Elle se réfugie dans une idéalisation de la figure du père, divorcé de sa mère alors qu'Audrey avait 6 ans : "C'était le seul qui m'aimait, ma mère m'a privée de vie". La réalité décrite par ses frères aînés est plus sombre : ce père alcoolique, très violent (il a tenté de défenestrer leur mère et lui a cassé les dents), fait en vérité l'objet d'une mesure d'éloignement. Il rompt tout lien avec sa fille lorsque celle-ci a 19 ans et attend son premier enfant.

Sans diplôme, devenue mère très jeune de deux garçons, Audrey Louvet vit d'allocations familiales, avec une tendance appuyée à "refuser le travail" selon les associations qui tentent de la réinsérer. L'enquêtrice note des "difficultés psychologiques" et un "état dépressif" qui font très tôt l'objet d'un suivi, un "parcours marginal" avec peu d'ouverture au monde.

Naïve, dépressive mais déterminée

Paradoxalement, Audrey Louvet, en quête d'affection, est "capable d'ouvrir sa porte à n'importe qui" et accorde une confiance totale aux hommes dont elle tombe amoureuse.

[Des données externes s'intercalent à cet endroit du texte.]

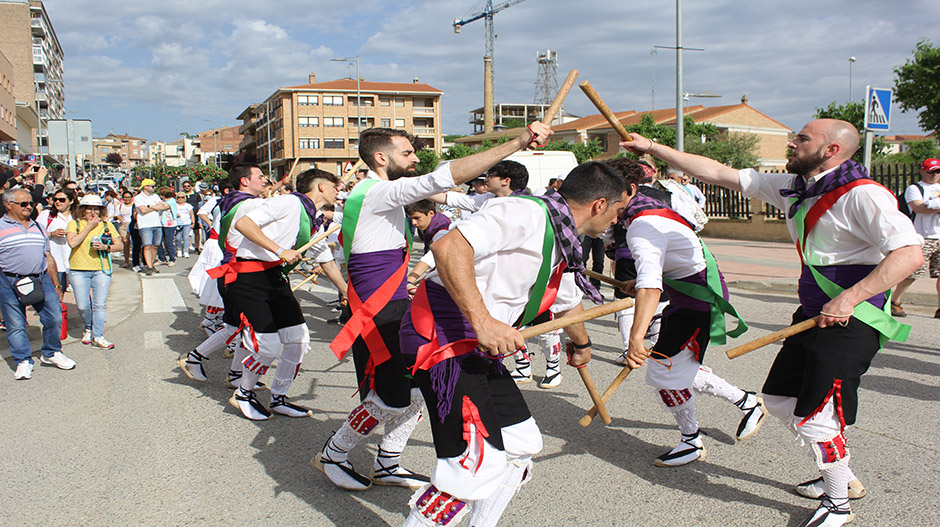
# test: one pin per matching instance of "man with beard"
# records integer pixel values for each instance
(376, 240)
(855, 245)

Elle va même jusqu'à se convertir à l'Islam après une rencontre sur Internet.

Naïve, influençable, l'accusée est néanmoins décrite comme très déterminée à ce que ses enfants ne manquent de rien et très investie dans leur éducation, même si les loisirs sont rares. Une mère parfois douce et affective, mais souvent rattrapée par des crises d'hystérie.